The book has eleven chapters, and starts with a particularly well nuanced case, of Juanita Swendenburg, a wine grower from Virginia. Michael Laris had written up the story of her case before the Supreme Court in the May 17, 2006, page B04 The Washington Post, “A Bittersweet Victory for Va. Winemaker,” here: The Court overturned several state laws that prohibited her from exporting her product to other states without having plants (and employing people) in those states. Her arguments centered around the Commerce clause and countering protectionism, but she had to content with the idea that the 21st Amendment, which had repealed Prohibition, arguably gave states the right to control importation of alcoholic beverages. Another nuance was the Internet, and the idea of efficient selling without bricks and mortar stores, employees and plants in a locality.

Bolick goes on to discuss the role of an activism judiciary in a number of individual rights areas, varying from sexuality issues to economic rights and eminent domain. He mentions the gay marriage issue (with Massachusetts) early, as a situation where state supreme courts are weighing in. Later he discusses Lawrence v. Texas (2003) as a reversal of Bowers v. Hardwick(1986) on sodomy laws.

There has always been a question about how the courts recognize “fundamental rights” unless spelled out in words in the Constitution or Bill of Rights. Gradually, courts have become willing to expand this notion, partly because of the penumbra clause, 9th Amendment. The level of scrutiny required to uphold a law depends in some part on whether an explicit (e.g. fundamental) liberty interest is trampled. For example, “expressive association” has come to be accepted as a First Amendment interest (part of freedom of assembly) and was used to allow the Boy Scouts to exclude gays in James Dale v. BSA. So is private, consensual adult intimate contact protected? That was in a sense tested in Lawrence, although it had to be parsed from equal protection concerns (as with Romer v. Evans).

What comes across in all of these debates is that “public morality” (a notion defended by the 5th Circuit in a 1985 ruling regarding Texas 21.06, 18 years before Lawrence) is a subjective concept that seems to function to protect the emotional world (even from “hurt feelings”) of conventional families with children from distraction from the cultural competition of the outside world. That notion certainly buttresses institutionalistic defenses of traditional marriage from court challenges demanding recognition of same-sex marriage.

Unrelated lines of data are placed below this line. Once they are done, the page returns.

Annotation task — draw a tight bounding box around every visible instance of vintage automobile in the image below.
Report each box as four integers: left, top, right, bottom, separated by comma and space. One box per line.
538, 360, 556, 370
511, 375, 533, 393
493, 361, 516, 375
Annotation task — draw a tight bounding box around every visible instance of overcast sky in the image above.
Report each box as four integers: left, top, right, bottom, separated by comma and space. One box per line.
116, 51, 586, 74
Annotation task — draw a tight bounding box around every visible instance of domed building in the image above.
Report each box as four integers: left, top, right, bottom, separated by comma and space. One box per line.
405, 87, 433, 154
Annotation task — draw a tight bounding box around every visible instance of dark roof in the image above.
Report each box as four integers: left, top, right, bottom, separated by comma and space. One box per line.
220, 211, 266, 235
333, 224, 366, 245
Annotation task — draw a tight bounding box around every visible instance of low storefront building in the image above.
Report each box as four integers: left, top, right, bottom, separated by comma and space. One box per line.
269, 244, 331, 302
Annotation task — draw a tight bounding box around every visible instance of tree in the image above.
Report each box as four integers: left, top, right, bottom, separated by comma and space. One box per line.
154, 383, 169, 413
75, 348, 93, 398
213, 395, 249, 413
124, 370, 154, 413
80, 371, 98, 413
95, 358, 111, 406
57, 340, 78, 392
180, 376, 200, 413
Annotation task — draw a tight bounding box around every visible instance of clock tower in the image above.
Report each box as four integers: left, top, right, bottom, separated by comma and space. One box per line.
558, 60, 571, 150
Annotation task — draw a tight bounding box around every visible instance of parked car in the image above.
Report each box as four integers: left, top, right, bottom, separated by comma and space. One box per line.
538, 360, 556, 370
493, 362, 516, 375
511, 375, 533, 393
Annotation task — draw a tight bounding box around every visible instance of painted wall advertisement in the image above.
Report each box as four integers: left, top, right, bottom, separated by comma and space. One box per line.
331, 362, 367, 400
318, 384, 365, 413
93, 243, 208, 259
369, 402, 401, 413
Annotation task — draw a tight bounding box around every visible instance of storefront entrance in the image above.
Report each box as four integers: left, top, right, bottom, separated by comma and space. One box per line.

In economic rights, the grounding in ideas of fundamental rights may seem less clear, except that the Fourteenth Amendment certainly gives property rights as foundation as a fundamental liberty interest. Many of the controversies that reach the Court deal in some way with “protectionism” – a desire of one economic group to protect its members from competition. Group loyalty is always morally double-edged, as when we deal with union (or family) issues, but sometimes it gets extended with all kinds of laws preventing entrepreneurs competing with established business interests with low-cost models. John Stossel has mentioned many cases involving cosmetology, food preparation, and especially pedicab or independent van services. Local governments often pass these laws under pressure from lobbyists representing industries wanting to retain monopolistic control. This has not happened in the publishing or media business with the Internet, but over time there could be such pressures even in these areas.

Bolick discusses state constitutions, as often being more specific in enumerating fundamental rights than the U.S. Constitution, and often offering potential plaintiffs more legal standing. In that regard, however, it is odd that Virginia amended its own bill of rights to prevent gay marriage and civil unions. But President Bush keeps talking about needing a federal constitutional amendment to protect "the sanctity of marriage" from state supreme court activist judges.

The title of Bolick’s book apparent refers to the boy-king in the Old Testament facing Goliath. There is a science fiction novel called “Lucifer’s Hammer” by Niven and Pournelle, a title which Bolick’s reminds me of.